Since the city switched from Lake Huron to the Flint River as a water source, its children’s lead levels have doubled.
A new study headed by Dr. Mona Hanna-Attisha, a researcher and director of the pediatric residency program at Hurley Medical Center, compared blood tests taken over a span of months in 2013 with samples taken over a similar span this year. During the time between, the city of Flint changed the source of its drinking water from Lake Huron to treated water from the Flint River.
What they found by comparing the samples is that the percentage of children with lead levels over the acceptable limit nearly doubled after the change. In 2013, about 2 percent of tests had results over 5 micrograms per deciliter (the current “safe” cut-off level, above which steps to identify and mitigate the source of lead exposure are recommended). About 4 percent of the later samples revealed elevated levels. Areas that yielded the highest blood levels had an increase in abnormal samples from 2.5 percent to 6.3 percent.

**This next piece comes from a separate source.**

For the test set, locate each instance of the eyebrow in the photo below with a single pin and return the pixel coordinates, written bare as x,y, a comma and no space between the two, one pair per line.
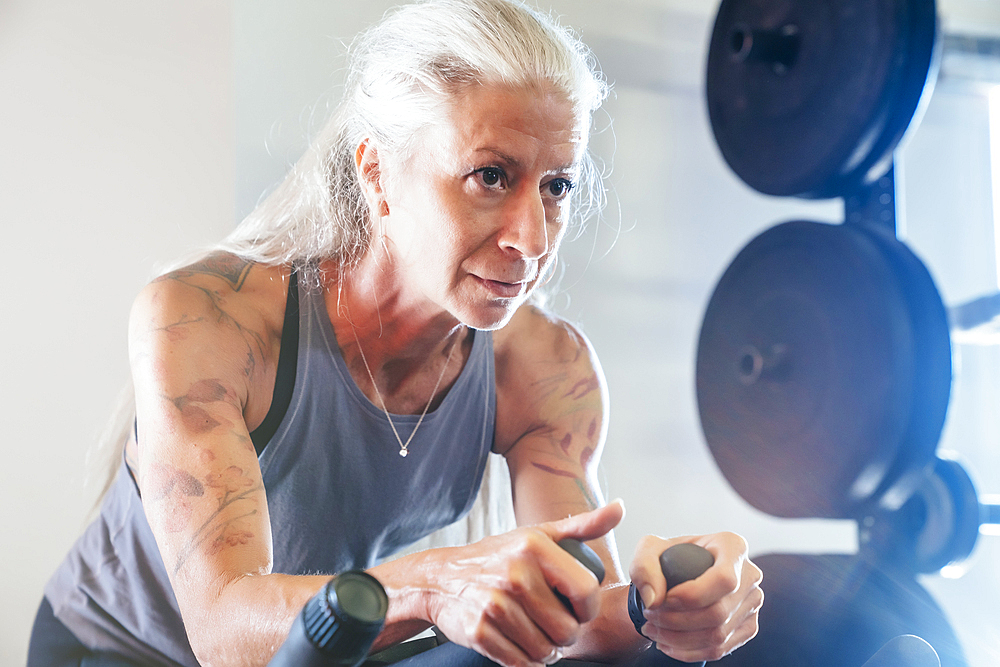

The consequences of increased lead exposure, especially for younger children, can be dire. Symptoms can include developmental delays, irritability and sluggishness, as well as gastrointestinal problems like poor appetite, abdominal pain, and vomiting. Newborns can experience not only slowed development, but slowed growth.
The new study recommends that Flint city water not be used to mix infant formula, or consumed by pregnant women.
The reason the new water source may be contributing to these elevated lead levels does not have to do with the lead content of the river water itself, but rather its effects on the lead pipes that approximately 15,000 homes in the city are reported to have.
A group of volunteer researchers from Virginia Tech University have been doing ongoing work on the safety of Flint drinking water. Their lead investigator, 2007 MacArthur fellow Dr. Marc Edwards, has noted that treated Flint River water is 19 times as corrosive as water from Lake Huron. This causes the treated water to leach lead from pipes and soldering.
In a separate report, the Virginia Tech team analyzed Flint city water directly and found that 42 percent of the 120 samples collected had lead levels greater than 5 parts per billion, and 20 percent had levels about 15 ppd, the cut-off at which the Environmental Protection Agency requires action.
What is to be done about this problem remains to be seen. Dr. Hanna-Attisha has said that city officials told her a return to Lake Huron water is not financially feasible for Flint. The mayor is asking the state for $10 million in funds to replace lead water service lines.